Everyone I Know is Brokenhearted - brianwillis
http://zenarchery.com/2014/08/everyone-i-know-is-brokenhearted/

======
thegrif
I'm currently reading Touched with Fire by Kay Jamison. It's a fairly
quantitative examination of the links between depression and creativity.
Though it's specifically about manic-depressives, I think much of it is
relevant to the article as the author describes himself as a writer, web
designer/developer, musician and artist.

I was shocked even paging through the book when I first got it, jumping from
chart to chart. Check these three out:

Showing Van Gogh's seasonal depression:
[http://xomf.com/rzbwz](http://xomf.com/rzbwz)

Suicide rates of artists and writers:
[http://xomf.com/xysmn](http://xomf.com/xysmn)

Mood disorders in writers and artists:
[http://xomf.com/mxnqq](http://xomf.com/mxnqq)

I think it would be easy for someone to say "oh but wait - this guy is a web
designer, he's not sitting with oils and a canvas - these stats are
irrelevant." They'd be wrong. Here is what Steve thought about the people who
worked on the mac:

"These are the people under different circumstances would be painters and
poets but because of the time that we live in this new medium has appeared in
which to express one's self to one's fellow species and that's the medium of
computing. And so a lot of people that would have been artists and scientists
have gone into this field to express their feeling..."

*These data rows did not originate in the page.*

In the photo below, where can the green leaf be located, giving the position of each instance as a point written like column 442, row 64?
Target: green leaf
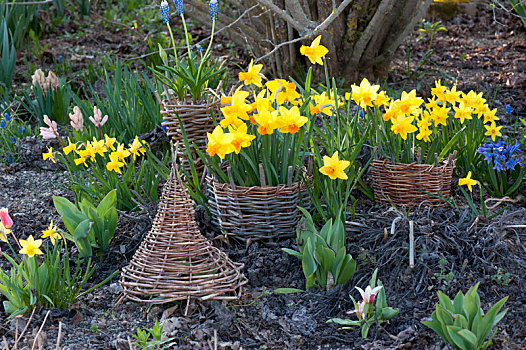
column 107, row 203
column 444, row 316
column 80, row 236
column 470, row 308
column 458, row 302
column 71, row 215
column 469, row 336
column 490, row 319
column 458, row 341
column 348, row 266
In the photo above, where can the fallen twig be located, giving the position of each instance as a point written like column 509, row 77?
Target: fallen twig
column 40, row 329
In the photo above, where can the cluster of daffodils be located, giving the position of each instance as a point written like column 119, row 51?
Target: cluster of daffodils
column 29, row 246
column 274, row 108
column 410, row 113
column 88, row 151
column 45, row 82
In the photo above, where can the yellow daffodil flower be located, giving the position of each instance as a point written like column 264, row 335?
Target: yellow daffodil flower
column 423, row 134
column 334, row 168
column 409, row 103
column 490, row 116
column 283, row 91
column 121, row 153
column 220, row 143
column 252, row 75
column 493, row 130
column 323, row 104
column 381, row 99
column 452, row 95
column 439, row 91
column 433, row 103
column 88, row 151
column 109, row 142
column 52, row 233
column 291, row 120
column 99, row 147
column 136, row 148
column 267, row 122
column 114, row 164
column 468, row 181
column 241, row 138
column 391, row 112
column 238, row 109
column 463, row 112
column 81, row 160
column 315, row 51
column 471, row 99
column 403, row 126
column 30, row 247
column 49, row 155
column 440, row 115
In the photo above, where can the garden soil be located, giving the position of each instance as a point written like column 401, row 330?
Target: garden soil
column 453, row 250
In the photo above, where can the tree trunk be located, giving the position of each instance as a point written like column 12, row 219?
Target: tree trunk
column 361, row 40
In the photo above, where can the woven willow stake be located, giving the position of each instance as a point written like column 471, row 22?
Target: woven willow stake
column 411, row 245
column 176, row 262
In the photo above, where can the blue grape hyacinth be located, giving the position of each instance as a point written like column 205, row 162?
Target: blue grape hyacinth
column 214, row 10
column 503, row 156
column 179, row 8
column 165, row 12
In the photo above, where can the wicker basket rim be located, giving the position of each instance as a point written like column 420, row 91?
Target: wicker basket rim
column 403, row 166
column 245, row 189
column 200, row 103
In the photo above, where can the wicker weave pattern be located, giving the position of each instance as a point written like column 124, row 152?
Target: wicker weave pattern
column 197, row 121
column 256, row 213
column 175, row 261
column 404, row 184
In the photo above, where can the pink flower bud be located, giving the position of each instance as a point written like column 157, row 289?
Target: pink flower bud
column 6, row 219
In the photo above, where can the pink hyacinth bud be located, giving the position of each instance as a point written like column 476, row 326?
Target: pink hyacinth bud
column 77, row 120
column 52, row 80
column 6, row 219
column 97, row 119
column 51, row 132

(from the 1990 interview at
[https://www.youtube.com/watch?v=2nMD6sjAe8I#t=16m25s](https://www.youtube.com/watch?v=2nMD6sjAe8I#t=16m25s))

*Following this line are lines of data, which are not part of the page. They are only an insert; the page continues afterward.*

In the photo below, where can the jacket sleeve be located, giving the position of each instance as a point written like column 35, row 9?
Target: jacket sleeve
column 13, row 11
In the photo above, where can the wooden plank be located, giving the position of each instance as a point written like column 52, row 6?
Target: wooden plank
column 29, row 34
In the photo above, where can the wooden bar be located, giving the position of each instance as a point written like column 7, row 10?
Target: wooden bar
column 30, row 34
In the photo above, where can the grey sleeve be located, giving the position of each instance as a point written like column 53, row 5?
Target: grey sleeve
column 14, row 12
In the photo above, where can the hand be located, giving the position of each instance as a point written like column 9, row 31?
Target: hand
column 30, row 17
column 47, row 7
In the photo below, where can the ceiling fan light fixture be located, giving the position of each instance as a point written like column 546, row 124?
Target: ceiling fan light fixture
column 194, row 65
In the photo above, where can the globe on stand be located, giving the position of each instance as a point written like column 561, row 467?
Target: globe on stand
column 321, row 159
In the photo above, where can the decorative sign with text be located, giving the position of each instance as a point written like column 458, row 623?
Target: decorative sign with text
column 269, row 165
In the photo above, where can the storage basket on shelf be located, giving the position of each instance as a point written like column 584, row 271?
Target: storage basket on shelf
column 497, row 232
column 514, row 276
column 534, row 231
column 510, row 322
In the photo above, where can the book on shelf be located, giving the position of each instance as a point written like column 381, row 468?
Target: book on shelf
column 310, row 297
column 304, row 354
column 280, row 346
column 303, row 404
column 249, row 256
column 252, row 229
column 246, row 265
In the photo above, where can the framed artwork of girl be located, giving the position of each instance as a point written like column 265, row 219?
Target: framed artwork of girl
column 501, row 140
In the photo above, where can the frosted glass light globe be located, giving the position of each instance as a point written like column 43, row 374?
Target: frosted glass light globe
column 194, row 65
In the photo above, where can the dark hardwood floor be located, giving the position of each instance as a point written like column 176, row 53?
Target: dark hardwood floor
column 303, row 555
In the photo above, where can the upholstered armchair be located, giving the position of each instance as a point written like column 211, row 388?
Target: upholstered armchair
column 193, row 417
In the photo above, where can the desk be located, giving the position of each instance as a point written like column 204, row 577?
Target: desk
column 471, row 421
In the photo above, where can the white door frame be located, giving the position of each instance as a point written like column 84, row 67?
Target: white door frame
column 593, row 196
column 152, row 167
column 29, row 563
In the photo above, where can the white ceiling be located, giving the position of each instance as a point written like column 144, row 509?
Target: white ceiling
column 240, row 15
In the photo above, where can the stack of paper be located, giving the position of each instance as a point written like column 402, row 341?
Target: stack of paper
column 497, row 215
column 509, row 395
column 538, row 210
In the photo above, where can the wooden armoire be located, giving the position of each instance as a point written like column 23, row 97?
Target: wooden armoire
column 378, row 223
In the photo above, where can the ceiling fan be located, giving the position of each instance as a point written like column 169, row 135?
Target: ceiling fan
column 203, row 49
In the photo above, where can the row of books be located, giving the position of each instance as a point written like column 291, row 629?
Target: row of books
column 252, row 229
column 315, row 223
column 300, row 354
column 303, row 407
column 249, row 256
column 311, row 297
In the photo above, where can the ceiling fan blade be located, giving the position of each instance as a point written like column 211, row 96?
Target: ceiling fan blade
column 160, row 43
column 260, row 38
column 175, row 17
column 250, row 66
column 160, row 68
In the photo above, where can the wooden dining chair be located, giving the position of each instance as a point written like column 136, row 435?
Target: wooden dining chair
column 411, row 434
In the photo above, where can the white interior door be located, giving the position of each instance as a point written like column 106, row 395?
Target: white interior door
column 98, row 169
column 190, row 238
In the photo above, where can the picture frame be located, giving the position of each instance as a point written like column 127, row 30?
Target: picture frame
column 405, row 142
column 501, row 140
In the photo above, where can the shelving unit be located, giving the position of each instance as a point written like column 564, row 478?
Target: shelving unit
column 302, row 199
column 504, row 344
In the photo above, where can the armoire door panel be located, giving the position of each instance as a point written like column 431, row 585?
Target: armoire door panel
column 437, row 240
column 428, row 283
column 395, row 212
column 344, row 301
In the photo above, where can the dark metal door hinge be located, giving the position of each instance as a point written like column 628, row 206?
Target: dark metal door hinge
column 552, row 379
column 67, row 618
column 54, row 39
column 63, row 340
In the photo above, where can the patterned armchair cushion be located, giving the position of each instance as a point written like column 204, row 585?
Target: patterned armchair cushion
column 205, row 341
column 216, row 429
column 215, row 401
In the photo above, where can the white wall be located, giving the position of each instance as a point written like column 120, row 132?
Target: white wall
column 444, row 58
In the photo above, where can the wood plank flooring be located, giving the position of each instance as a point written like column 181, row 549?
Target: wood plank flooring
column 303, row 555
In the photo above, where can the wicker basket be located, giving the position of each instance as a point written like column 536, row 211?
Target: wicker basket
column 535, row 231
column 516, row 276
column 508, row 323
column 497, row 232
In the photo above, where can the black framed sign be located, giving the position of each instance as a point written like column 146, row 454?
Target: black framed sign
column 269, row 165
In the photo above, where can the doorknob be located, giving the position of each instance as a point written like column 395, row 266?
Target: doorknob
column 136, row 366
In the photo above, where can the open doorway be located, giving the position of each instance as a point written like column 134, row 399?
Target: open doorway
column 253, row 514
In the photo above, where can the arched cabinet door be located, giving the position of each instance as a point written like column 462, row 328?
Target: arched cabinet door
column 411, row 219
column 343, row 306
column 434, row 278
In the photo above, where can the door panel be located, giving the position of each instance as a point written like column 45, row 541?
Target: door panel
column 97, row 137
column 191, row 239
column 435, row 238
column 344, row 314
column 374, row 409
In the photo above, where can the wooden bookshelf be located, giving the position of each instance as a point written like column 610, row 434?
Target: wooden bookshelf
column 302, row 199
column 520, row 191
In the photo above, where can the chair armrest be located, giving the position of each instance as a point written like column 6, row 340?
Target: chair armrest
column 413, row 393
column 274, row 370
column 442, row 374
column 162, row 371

I think there's probably more depression in our industry than people let on.
TechCrunch recently did a post on depression in founders. Hell - I just
commented on a HN thread of a guy working on an app to combat loneliness. It's
a real problem, with a real nasty stigma, and I think it's important people
start talking openly about it.

------
a3n
"Hell, a major motion picture company put out Fight Club, which is about as
unsubtle an attack on consumer corporate capitalism as you can get."

And that major motion picture company made a shit ton of money selling that
fantasy. We're drinking what they're selling.